Case Study 1
How well has the Point Drainage & Erosion (PDE) system worked?
The answer comes from PDE Client 1. Although “PDE Client One” may not realize the significance of what he said, this is what happened.
Members of PDE visited the “PDE Client One’s” property in July of 2013, as we were in the neighborhood on another job. We stopped by to see how our system was performing. “PDE Client One” was home. He remembered us. We talked about his system. He let us take pictures. The pictures we took are the AFTER photos included here.
We asked PDE Client 1 how his system was performing. He said he was completely satisfied with one big caveat. I asked about the caveat. PDE Client 1 reminded us that there had been many heavy rainfalls on his property prior to the PDE system being installed. It was the damage and problems from these heavy rainfalls that drove him to call PDE in the first place. He then told me that since the system had been installed it had worked great. But…it had really not been tested yet. PDE Client 1 wanted to wait for a really big rainstorm before he would completely endorse our system.
I was eager to test PDE Client 1 perception of recent rain events. We installed PDE Client 1 in April of 2010. Tropical Storm Debby, hit the Tampa Bay area in June of 2012. (Given our line of work, how could I ever forget it?)
When I returned to our office, I went to the USGS NWIS web site data base, and found data for their monitoring station #0230732. This monitoring station is located on Double Branch, with direct access from Countryway Boulevard. This monitoring station is literally less than 1.5 miles from the PDE Client 1 property.
Tropical Storm Debby did indeed strike the PDE Client 1 property in June of 2012. In one 24-hour period over 8 inches of rain was recorded at the referenced monitoring station. The total storm dropped over 12 inches of rain in less than 96 hours at this location. That was a record rain event for this monitoring station and for the PDE Client 1 property. For PDE Client 1 to think that his system has not truly been tested yet is, as can be seen, quite a testimonial to how well his system is actually performing!

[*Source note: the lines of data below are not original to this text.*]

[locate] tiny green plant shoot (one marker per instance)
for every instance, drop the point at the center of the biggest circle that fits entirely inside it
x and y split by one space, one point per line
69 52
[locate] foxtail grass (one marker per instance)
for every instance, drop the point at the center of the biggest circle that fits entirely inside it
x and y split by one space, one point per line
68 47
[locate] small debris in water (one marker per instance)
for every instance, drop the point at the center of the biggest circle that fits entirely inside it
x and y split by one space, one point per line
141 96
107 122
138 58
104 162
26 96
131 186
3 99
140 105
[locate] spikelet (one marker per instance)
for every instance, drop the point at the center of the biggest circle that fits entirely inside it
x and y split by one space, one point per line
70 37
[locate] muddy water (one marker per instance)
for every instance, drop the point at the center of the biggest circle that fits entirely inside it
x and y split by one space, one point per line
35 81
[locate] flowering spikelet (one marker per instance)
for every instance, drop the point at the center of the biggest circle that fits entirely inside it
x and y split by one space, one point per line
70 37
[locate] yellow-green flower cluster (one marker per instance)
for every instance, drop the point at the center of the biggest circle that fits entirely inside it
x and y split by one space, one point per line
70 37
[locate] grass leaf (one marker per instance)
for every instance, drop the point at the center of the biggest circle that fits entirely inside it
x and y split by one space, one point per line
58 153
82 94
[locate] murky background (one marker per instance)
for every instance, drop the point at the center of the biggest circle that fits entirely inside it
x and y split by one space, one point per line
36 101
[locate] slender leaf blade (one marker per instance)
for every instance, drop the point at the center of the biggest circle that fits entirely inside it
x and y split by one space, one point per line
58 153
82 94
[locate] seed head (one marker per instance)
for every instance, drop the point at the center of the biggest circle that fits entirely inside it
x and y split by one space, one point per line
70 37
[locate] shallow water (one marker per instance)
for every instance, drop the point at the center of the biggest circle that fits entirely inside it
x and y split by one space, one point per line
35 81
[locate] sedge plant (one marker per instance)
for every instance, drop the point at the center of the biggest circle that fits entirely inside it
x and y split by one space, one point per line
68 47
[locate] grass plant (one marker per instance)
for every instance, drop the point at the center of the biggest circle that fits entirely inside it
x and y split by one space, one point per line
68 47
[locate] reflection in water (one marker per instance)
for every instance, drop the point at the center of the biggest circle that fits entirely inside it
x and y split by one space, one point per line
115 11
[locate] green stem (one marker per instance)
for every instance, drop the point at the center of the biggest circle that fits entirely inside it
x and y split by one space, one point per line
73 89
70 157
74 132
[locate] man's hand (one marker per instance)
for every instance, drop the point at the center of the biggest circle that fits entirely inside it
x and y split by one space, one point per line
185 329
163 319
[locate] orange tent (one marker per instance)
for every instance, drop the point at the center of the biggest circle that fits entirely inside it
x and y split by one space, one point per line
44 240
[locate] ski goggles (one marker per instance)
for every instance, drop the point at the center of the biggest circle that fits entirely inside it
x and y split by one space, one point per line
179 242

This picture tells a very important story. This French Drain trench was cut in April of 2010, the middle of the dry season. The standing water seen in the trench is the level of the groundwater. It is within 6 inches of the surface. This is April! If the ground is nearly saturated in April, the very peak of the dry season, it is certain that it is oversaturated through the entire rainy season. No wonder no grass would grow. No wonder the shrubs were dead or dying. No wonder there was such severe erosion!
• Clean cutting sod for preservation and reuse
This picture also shows how PDE does its work. We clean cut the sod and the trench when the sod and the soils will support a clean cut. We keep the sod on site and replace it as quickly as possible, right back where it came from. If additional sod is needed that will become part of the contract.